Here's How ... No Bull!

by Michael Braunstein

 
 
  
The sheep's in the meadow, the cow's in the corn."

Did you ever wonder why Little Boy Blue was supposed to get the cow out of the corn and back into the meadow? Cows aren't supposed to eat grain. They're supposed to eat grass.

Well, in America, cows don't eat grass. In fact, in America, cows aren't even vegetarians. Oh, they're supposed to be, of course. But in days past, the cow chunk you ate for dinner last night, most probably might have existed on a diet of dead cats and road kill mixed in to fortify his "cow chow." Really. Recently, rules have changed and help keep so-called "animal by-products" out of cattle feed. But there are other, more questionable protein sources in our meat supply chain.

In the past, "Cow chow" included a protein enhancer added to the feed that is the by-product of rendering plants. Rendering plants grind up the remains of dead animals, including their tumors, their bones and the contents of their intestines, boil it down, and when the stuff dries it's added to animal feed. Howard Lyman (author of Mad Cowboy) quotes an estimate that "75% of the ninety million beef cattle in America are routinely given feed that has been "enriched" with rendered animal parts." He also notes that 25% of that "enricher" is fecal matter. Yum.

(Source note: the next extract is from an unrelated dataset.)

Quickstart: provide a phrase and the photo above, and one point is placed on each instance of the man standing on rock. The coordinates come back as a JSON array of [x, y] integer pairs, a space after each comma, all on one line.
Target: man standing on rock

In the mid-'90s in Los Angeles, the city's animal shelters were accused by animal rights groups of hastily executing cats before owners had a chance to claim them. The protesters pointed out that it was a greed thing. The city of Los Angeles sells the cat and dog and rat bodies, along with any other carcasses they can gather, to rendering plants for a pretty penny. All ends up as animal feed. How much? L.A. alone sends two hundred tons a month of dead cats and dogs for rendering. Lyman also notes that all European Union countries ban American beef for import because of the continued use of growth hormone additives in the feed. And up to last August, the Food and Drug Administration allowed cows to be fed protein from dead cows. Dead cows are now supposed to be kept out of the mix because of concern over the spread of Mad Cow disease, something Lyman suspects is already here in America, and has been for years. When a cow dies from bovine spongiform encephalopathy (BSE or Mad Cow disease), its brain looks spongy, as if eaten away by worms. Hence, the name. In a human the effect is the same. If a cow eats food laced with the renderings of dead cows that may have fallen to the disease, that cow will acquire the disease. A big problem with Mad Cow disease is that researchers don't suspect a virus or a bacteria that could be sterilized with the rendering process. Instead, the culprit that rots a person's brain is believed to be a small fragment of a rogue protein, called a prion. Proteins don't die.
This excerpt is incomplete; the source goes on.